SS&C, a financial technology company, provided business processing management services to Tillage Commodities Fund.  SS&C fell prey to an email phishing scheme in which “spoof” emails purportedly from Tillage requested wire transfers.  Before the fraud was discovered, SS&C sent nearly $6 million of Tillage’s funds to bank accounts in Hong Kong.  Tillage sued SS&C, alleging negligence and breach of contract, among other causes of action.  SS&C sought defense and indemnity under a Specialty Risk Protector Policy.  The insurer agreed to defend SS&C, but refused to indemnify the settlement between Tillage and SS&C. 

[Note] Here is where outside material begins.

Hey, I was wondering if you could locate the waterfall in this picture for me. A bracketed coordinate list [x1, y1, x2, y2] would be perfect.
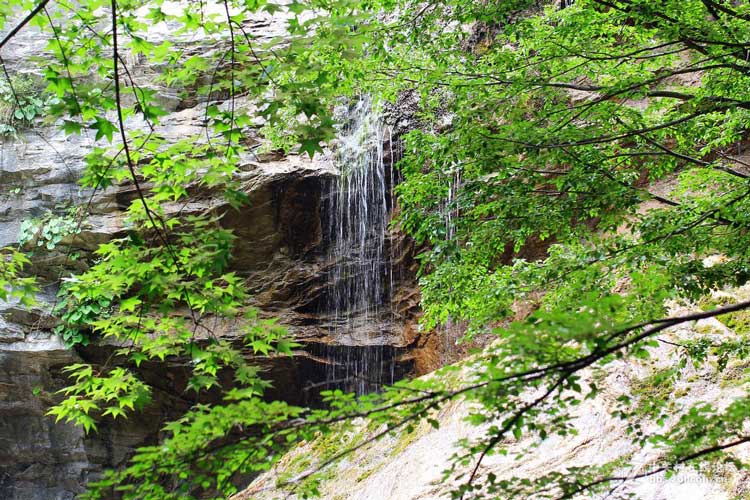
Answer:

The policy’s Modified Investment Advisor Exclusion applied to:

Loss in connection with a Claim made against an Insured alleging . . . the exercise of any authority or discretionary control by an Insured with respect to any client’s funds or accounts.  Provided, however, that this exclusion shall not apply to any Claim arising out of your performance of Professional Services.  Notwithstanding the foregoing sentence, it is expressly understood and agreed that there shall be no coverage for the monetary value of any funds lost due to the Insured’s exercise of such authority or discretionary control . . . .

The parties agreed that the “Provided, however” exception to the exclusion applied because the Tillage action arose out of SS&C’s professional services.  The central issue in dispute was whether the “Notwithstanding” sentence, which operated as a “carve out” to the exception, was applicable.  The court held that it was not.  The court explained that the agreement between Tillage and SS&C did not give SS&C “authority or discretionary control” over Tillage’s funds.  Although SS&C had administrative privileges (i.e., the ability to transfer funds at the direction of Tillage), SS&C had no independent authority to act without Tillage’s approval.   Additionally, the court held that the “Notwithstanding” clause was ambiguous as to whether “funds lost” encompassed funds that were stolen.  As such, the court resolved this ambiguity in SS&C’s favor and granted its summary judgment motion on its breach of contract claim.

However, the court dismissed SS&C’s claim alleging breach of the implied covenant of good faith and fair dealing.  The court stated that while the insurer’s coverage position was found to be “lacking in merit,” it was “not so totally frivolous as to warrant the inference that it was made in bad faith.”